The day aims to raise awareness of domestic abuse in LGBT+ communities and encourage victims to come forward.
And it delivers a very clear message – ‘There’s No Pride In Domestic Abuse’.
It has been launched in the UK by the Co-Chair of the National LGBT+ Police Network, PC Amy Tapping, and runs alongside similar days taking place across the world.
This follows the LGBTQ Domestic Violence Awareness Foundation in Australia setting-up an inaugural awareness day last year, and after speaking to colleagues on the other side of the world, PC Tapping was determined to bring an event closer to home.

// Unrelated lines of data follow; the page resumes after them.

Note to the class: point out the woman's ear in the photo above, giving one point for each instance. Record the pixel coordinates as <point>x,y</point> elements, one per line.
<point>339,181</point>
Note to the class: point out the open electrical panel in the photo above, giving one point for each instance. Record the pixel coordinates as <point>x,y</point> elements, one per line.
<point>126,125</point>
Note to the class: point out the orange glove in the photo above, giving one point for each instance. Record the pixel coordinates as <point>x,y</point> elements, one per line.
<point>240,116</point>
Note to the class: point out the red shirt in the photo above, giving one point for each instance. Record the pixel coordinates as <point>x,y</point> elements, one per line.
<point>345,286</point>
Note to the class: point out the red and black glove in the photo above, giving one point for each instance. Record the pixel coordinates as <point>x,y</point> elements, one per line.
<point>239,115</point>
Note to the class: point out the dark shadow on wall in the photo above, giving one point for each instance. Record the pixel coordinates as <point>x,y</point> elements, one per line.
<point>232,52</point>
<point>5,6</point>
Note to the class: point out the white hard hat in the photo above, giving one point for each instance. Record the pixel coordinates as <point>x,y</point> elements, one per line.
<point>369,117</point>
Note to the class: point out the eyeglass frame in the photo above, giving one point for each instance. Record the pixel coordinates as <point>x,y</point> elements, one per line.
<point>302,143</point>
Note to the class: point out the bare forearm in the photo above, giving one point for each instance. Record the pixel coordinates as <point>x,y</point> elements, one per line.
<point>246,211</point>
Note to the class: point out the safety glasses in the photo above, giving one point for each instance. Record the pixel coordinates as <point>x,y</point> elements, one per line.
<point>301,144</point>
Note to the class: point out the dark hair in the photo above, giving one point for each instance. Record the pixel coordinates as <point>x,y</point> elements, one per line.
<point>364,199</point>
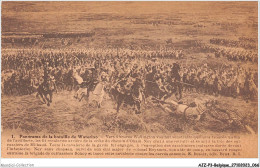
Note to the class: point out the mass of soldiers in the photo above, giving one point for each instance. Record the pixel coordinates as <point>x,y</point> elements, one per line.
<point>242,43</point>
<point>22,70</point>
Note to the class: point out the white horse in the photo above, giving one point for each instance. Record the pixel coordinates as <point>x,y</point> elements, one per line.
<point>192,111</point>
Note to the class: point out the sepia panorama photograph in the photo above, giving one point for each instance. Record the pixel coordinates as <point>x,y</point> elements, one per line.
<point>129,67</point>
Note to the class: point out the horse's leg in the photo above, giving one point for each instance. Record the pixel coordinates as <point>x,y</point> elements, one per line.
<point>41,95</point>
<point>100,99</point>
<point>138,107</point>
<point>82,95</point>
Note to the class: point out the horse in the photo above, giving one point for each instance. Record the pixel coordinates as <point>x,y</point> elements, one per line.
<point>96,92</point>
<point>45,89</point>
<point>132,98</point>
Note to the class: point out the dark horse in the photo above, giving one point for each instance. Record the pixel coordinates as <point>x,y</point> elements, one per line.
<point>45,89</point>
<point>134,98</point>
<point>175,81</point>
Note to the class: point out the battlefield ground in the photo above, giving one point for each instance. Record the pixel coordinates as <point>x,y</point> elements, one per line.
<point>138,26</point>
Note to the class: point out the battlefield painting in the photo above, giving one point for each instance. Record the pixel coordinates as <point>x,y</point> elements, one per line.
<point>129,67</point>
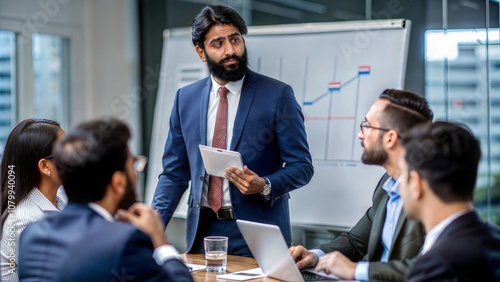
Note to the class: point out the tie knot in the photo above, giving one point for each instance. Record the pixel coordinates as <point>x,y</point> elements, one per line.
<point>223,91</point>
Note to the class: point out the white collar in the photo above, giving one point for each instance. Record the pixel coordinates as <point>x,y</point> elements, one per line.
<point>234,87</point>
<point>101,211</point>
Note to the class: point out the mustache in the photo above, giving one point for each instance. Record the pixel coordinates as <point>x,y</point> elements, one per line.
<point>230,58</point>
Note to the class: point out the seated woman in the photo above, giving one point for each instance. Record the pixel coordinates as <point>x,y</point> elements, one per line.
<point>29,183</point>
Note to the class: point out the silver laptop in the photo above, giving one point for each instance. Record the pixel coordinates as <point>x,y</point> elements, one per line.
<point>271,253</point>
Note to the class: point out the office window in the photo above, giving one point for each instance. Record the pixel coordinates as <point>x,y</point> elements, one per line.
<point>461,84</point>
<point>7,84</point>
<point>50,69</point>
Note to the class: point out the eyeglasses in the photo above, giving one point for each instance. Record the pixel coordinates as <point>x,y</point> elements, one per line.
<point>140,163</point>
<point>364,124</point>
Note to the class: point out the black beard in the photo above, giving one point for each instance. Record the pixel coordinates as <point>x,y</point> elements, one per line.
<point>377,156</point>
<point>234,72</point>
<point>130,196</point>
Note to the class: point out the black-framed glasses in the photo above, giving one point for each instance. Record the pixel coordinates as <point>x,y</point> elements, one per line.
<point>140,163</point>
<point>364,124</point>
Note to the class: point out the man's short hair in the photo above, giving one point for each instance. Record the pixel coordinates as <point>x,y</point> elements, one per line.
<point>88,156</point>
<point>406,109</point>
<point>447,156</point>
<point>212,15</point>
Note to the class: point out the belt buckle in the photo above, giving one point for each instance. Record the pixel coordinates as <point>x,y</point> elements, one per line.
<point>225,214</point>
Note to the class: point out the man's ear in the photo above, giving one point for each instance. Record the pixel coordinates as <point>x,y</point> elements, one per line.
<point>201,53</point>
<point>391,138</point>
<point>43,167</point>
<point>118,183</point>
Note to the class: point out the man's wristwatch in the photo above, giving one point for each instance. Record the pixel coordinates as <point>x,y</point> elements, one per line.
<point>266,190</point>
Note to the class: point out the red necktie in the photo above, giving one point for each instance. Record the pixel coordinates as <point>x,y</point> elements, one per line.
<point>218,141</point>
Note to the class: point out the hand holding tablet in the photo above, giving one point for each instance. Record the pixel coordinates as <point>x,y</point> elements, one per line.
<point>216,160</point>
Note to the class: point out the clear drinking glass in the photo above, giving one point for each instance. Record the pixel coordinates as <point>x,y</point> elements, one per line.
<point>216,253</point>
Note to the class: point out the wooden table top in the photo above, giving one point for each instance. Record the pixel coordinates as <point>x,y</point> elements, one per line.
<point>234,263</point>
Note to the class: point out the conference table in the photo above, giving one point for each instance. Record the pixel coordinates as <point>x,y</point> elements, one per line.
<point>234,263</point>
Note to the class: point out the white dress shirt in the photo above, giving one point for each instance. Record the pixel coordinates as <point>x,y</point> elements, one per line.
<point>32,208</point>
<point>233,101</point>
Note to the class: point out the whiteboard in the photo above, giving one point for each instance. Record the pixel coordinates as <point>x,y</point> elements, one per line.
<point>337,70</point>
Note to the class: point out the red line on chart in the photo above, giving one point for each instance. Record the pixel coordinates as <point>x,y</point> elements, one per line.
<point>329,118</point>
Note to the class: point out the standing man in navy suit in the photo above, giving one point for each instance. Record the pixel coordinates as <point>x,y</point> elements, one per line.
<point>264,123</point>
<point>84,242</point>
<point>439,175</point>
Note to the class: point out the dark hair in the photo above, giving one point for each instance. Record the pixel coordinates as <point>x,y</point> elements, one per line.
<point>447,156</point>
<point>212,15</point>
<point>28,142</point>
<point>405,110</point>
<point>88,156</point>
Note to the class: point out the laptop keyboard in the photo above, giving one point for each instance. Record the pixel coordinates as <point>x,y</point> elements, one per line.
<point>309,276</point>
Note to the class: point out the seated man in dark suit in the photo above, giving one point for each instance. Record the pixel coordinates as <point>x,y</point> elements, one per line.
<point>383,243</point>
<point>84,242</point>
<point>439,174</point>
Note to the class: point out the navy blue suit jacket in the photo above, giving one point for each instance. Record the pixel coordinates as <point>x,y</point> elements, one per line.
<point>77,244</point>
<point>467,250</point>
<point>269,133</point>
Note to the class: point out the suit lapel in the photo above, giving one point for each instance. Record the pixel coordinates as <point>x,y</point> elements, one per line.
<point>397,231</point>
<point>375,243</point>
<point>205,98</point>
<point>247,95</point>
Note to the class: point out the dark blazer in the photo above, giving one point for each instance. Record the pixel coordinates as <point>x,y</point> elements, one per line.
<point>269,133</point>
<point>78,244</point>
<point>467,250</point>
<point>364,241</point>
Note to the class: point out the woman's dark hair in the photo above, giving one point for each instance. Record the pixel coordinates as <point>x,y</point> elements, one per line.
<point>88,156</point>
<point>212,15</point>
<point>28,142</point>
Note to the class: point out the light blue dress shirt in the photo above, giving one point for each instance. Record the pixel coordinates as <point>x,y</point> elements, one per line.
<point>394,206</point>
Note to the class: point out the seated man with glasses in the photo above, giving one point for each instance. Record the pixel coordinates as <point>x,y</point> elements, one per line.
<point>84,242</point>
<point>383,242</point>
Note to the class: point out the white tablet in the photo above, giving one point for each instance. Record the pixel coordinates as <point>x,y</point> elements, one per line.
<point>216,161</point>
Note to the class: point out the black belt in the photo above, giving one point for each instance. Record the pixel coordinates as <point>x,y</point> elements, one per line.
<point>221,214</point>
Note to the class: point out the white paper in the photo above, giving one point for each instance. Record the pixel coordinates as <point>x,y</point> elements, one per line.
<point>216,161</point>
<point>243,275</point>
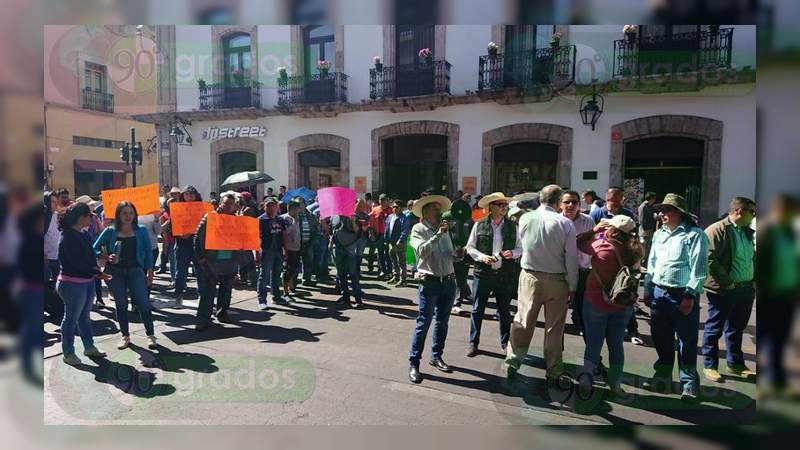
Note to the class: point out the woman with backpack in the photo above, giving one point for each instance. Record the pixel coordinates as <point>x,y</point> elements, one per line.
<point>607,308</point>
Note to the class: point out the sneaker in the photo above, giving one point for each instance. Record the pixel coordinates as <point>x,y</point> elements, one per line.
<point>124,342</point>
<point>151,342</point>
<point>712,375</point>
<point>94,352</point>
<point>72,360</point>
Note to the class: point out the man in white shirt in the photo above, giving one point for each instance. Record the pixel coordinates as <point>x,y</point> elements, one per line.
<point>494,246</point>
<point>549,278</point>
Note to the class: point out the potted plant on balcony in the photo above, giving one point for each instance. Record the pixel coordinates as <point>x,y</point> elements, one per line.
<point>555,39</point>
<point>425,55</point>
<point>323,67</point>
<point>630,33</point>
<point>492,48</point>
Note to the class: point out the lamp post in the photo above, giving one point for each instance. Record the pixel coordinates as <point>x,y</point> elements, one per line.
<point>131,154</point>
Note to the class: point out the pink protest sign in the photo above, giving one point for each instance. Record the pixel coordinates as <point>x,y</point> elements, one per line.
<point>336,201</point>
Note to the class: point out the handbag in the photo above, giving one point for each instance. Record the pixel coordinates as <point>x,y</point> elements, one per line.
<point>625,290</point>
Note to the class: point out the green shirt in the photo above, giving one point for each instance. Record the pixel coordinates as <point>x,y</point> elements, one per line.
<point>742,258</point>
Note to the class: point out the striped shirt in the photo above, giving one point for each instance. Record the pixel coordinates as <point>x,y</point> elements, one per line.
<point>679,258</point>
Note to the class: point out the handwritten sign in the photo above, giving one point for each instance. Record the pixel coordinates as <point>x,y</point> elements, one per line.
<point>227,232</point>
<point>144,198</point>
<point>186,215</point>
<point>336,201</point>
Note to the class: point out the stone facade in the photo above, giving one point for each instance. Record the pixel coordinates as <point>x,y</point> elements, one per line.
<point>313,142</point>
<point>526,132</point>
<point>707,130</point>
<point>450,130</point>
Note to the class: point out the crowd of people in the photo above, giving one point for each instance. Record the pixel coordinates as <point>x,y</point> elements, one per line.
<point>550,250</point>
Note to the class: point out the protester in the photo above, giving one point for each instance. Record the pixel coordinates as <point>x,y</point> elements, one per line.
<point>185,255</point>
<point>570,208</point>
<point>75,285</point>
<point>434,252</point>
<point>777,275</point>
<point>219,270</point>
<point>272,230</point>
<point>549,278</point>
<point>126,246</point>
<point>293,247</point>
<point>602,321</point>
<point>729,288</point>
<point>677,269</point>
<point>396,235</point>
<point>494,245</point>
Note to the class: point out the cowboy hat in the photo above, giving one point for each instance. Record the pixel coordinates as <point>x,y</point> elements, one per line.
<point>675,201</point>
<point>493,197</point>
<point>428,199</point>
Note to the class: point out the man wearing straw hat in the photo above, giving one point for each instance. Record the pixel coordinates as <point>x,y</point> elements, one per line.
<point>494,245</point>
<point>434,252</point>
<point>676,270</point>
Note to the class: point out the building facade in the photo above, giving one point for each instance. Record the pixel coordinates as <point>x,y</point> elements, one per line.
<point>95,78</point>
<point>678,109</point>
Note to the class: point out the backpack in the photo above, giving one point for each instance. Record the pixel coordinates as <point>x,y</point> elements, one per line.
<point>624,292</point>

She hopes the day will ultimately encourage more victims of abuse to come forward and seek support.
PC Tapping said: “Domestic abuse is significantly under-reported in the LGBT+ community and it is our aim to not only promote the awareness day and encourage more victims to come forward, but we want to go beyond that and continue to build better relations within these communities.
“Many victims are suffering in silence and we want to ensure they know we can provide support and help give them a voice.
“A lot of work is under way nationally to better understand the needs of the LGBT+ community and listen to how we can further support victims of domestic abuse.
“We all have a part to play in protecting vulnerable victims and I would encourage everyone to show their support for this awareness day.
“It is important we all continue to make this commitment year-round and do what we can to support each other – together we can make a real difference.”
Detective Superintendent Paula Bickerdike, of West Yorkshire Police’s Safeguarding Central Governance Unit said: “West Yorkshire Police supports this new awareness day which seeks to highlight that there is no pride in domestic abuse.
“People may have preconceptions of what domestic abuse is and who it affects, but we see victims and offenders from all backgrounds and communities. We also know that domestic abuse is under-reported and that when victims do come forward, there has often already been a pattern of offending.
“It is important that any victim of domestic abuse has the confidence to come forward to the police at the earliest opportunity. We have safeguarding teams based across the Force with officers who are specially trained in dealing with these kinds of offences and supporting victims.
“If anyone is concerned about the potential of being overheard on the phone, we have introduced an easy to use online form for victims to report incidents of domestic abuse. The website also includes the option to leave the page quickly if needed.
“As people have started meeting up with friends and family more, there is also the potential for people to witness concerning behaviour or have someone tell them about abuse occurring within their home. We accept both reports from the victim and third party reports of domestic abuse via 101 or 101 Live Chat on our website. You should always call 999 in an emergency.”
The online domestic abuse reporting form is available at: Report Domestic Abuse | West Yorkshire Police.